Randomly chatting with fiancé last night, he reckons if you have done sport to a professional level e.g. for gymnastics, football etc. You don’t really need to bother to do GCSE’s or A levels. You’re too busy with your sport and that demonstrates your dedication. Later on if you want to do a degree then they let you in, even if you don’t have the correct requirements or sufficient qualifications. Not sure where he had got this from and l don’t think it’s correct which l told him. For some reason this has really aggravated him and claims lm being judgemental.

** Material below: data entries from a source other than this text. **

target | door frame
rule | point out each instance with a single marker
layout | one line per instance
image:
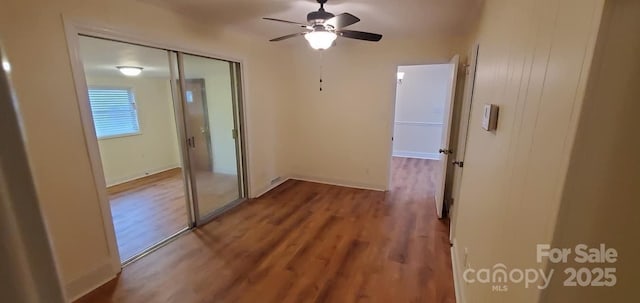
(73, 30)
(467, 104)
(393, 118)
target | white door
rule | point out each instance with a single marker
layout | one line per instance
(446, 133)
(467, 100)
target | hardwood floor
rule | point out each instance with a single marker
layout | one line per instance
(306, 242)
(147, 211)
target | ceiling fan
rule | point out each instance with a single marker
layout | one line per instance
(324, 27)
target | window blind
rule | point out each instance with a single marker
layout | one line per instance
(114, 112)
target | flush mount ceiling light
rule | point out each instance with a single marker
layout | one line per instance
(130, 71)
(6, 66)
(321, 39)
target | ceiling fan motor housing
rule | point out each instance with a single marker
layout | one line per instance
(319, 17)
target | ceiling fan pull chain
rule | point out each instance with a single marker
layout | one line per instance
(321, 64)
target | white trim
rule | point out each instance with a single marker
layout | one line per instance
(143, 174)
(458, 284)
(270, 187)
(79, 285)
(342, 183)
(417, 155)
(418, 123)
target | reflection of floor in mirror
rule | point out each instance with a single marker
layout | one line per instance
(147, 210)
(215, 190)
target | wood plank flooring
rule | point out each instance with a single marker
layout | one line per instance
(147, 211)
(306, 242)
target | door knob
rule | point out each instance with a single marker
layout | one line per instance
(445, 151)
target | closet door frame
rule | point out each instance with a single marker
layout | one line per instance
(74, 28)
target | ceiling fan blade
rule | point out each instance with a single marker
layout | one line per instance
(342, 20)
(285, 21)
(360, 35)
(286, 37)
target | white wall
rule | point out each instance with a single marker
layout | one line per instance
(217, 80)
(343, 133)
(419, 113)
(156, 148)
(533, 63)
(602, 190)
(35, 41)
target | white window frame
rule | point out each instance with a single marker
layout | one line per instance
(132, 95)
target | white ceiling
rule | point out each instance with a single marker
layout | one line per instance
(395, 19)
(100, 58)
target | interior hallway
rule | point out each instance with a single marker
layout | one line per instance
(306, 242)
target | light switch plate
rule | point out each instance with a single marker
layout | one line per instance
(490, 117)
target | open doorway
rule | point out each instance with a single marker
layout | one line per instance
(422, 123)
(165, 134)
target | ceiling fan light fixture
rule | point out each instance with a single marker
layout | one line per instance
(130, 71)
(320, 40)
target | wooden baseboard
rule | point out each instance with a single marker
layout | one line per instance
(458, 284)
(118, 188)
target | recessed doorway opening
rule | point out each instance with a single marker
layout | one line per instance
(422, 121)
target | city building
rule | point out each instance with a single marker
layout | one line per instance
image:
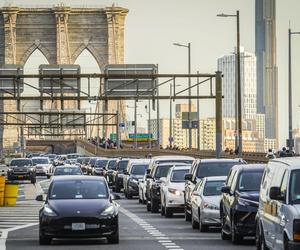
(227, 65)
(267, 71)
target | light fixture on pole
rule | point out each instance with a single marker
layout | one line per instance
(238, 87)
(188, 46)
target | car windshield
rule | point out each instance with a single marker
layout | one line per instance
(78, 189)
(67, 171)
(139, 169)
(178, 175)
(207, 169)
(111, 164)
(40, 161)
(122, 165)
(162, 171)
(213, 188)
(101, 163)
(295, 187)
(21, 163)
(250, 181)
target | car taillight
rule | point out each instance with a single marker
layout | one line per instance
(296, 230)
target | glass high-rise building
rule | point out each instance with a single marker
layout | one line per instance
(265, 50)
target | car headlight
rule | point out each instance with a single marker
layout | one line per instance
(48, 211)
(174, 191)
(210, 206)
(110, 210)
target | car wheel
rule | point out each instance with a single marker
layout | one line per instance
(195, 224)
(43, 240)
(235, 237)
(114, 238)
(154, 206)
(168, 212)
(187, 216)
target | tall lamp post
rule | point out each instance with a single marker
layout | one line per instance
(238, 87)
(290, 142)
(188, 46)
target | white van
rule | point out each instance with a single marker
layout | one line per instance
(278, 217)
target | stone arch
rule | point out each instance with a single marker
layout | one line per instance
(95, 53)
(34, 47)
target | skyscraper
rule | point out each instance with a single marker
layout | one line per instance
(267, 80)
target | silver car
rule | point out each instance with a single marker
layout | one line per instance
(205, 202)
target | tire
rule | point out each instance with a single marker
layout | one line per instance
(168, 212)
(195, 224)
(235, 237)
(187, 216)
(43, 240)
(114, 238)
(154, 206)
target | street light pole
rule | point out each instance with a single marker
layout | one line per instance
(290, 141)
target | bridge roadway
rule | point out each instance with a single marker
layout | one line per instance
(84, 147)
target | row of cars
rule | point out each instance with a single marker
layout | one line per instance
(243, 200)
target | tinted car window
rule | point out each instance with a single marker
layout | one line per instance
(213, 188)
(78, 189)
(208, 169)
(295, 187)
(250, 181)
(178, 175)
(21, 163)
(67, 171)
(139, 169)
(162, 171)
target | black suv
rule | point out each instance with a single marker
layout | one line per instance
(21, 169)
(118, 174)
(239, 202)
(153, 185)
(205, 168)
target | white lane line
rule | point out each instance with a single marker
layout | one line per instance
(160, 237)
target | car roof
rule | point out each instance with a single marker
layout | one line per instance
(215, 178)
(291, 162)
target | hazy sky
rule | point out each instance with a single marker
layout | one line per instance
(153, 25)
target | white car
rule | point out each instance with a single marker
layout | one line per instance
(205, 201)
(172, 190)
(42, 166)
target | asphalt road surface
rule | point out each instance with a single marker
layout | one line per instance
(139, 229)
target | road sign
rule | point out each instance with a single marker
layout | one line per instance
(10, 85)
(58, 83)
(130, 86)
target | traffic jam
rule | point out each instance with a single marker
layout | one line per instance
(238, 200)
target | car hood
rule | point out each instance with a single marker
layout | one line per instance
(252, 196)
(85, 206)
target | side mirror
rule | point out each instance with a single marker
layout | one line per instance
(39, 197)
(226, 190)
(188, 177)
(275, 194)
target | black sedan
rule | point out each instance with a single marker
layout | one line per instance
(78, 207)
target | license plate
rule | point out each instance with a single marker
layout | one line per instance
(78, 226)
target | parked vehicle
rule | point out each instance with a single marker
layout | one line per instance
(42, 166)
(205, 168)
(118, 175)
(278, 217)
(239, 202)
(78, 207)
(134, 172)
(205, 203)
(21, 169)
(172, 190)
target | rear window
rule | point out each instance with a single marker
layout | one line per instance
(208, 169)
(178, 175)
(139, 169)
(78, 189)
(213, 188)
(250, 181)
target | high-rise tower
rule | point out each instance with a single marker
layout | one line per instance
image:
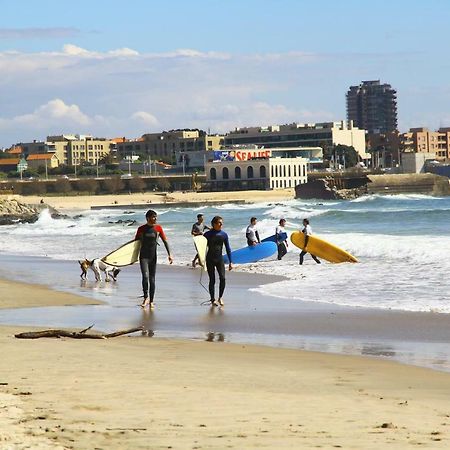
(373, 107)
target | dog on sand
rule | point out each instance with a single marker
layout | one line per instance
(98, 266)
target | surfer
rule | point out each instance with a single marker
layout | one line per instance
(307, 231)
(198, 229)
(214, 260)
(281, 244)
(148, 235)
(251, 233)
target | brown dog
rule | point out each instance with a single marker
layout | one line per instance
(98, 266)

It’s more l don’t think it’s factually correct and practically doesn’t make sense e.g. why would someone be accepted on a psychology degree but don’t even have GCSE biology. Or do English literature but they didn’t do it A level or even GCSE. It would make things difficult for the person doing the course, plus hard for tutors and peers if that person didn’t have a basic groundings in things. What makes this even funnier is l even used to work in admissions for a university but lm still wrong apparently Confused

OP posts:
FittedSheet · 28/07/2021 14:49

And yes, it’s absolutely crushing to have been focused on, say, a football career since childhood and for it all to end abruptly at a very young age, whether through injury or simply other people being better.

Insert1x20p · 29/07/2021 03:54

Maybe an Arsenal player?! Sol Campbell, aka ‘The Professor’. Also Graham Le Saux was considered a bit above himself as he read the Guardian.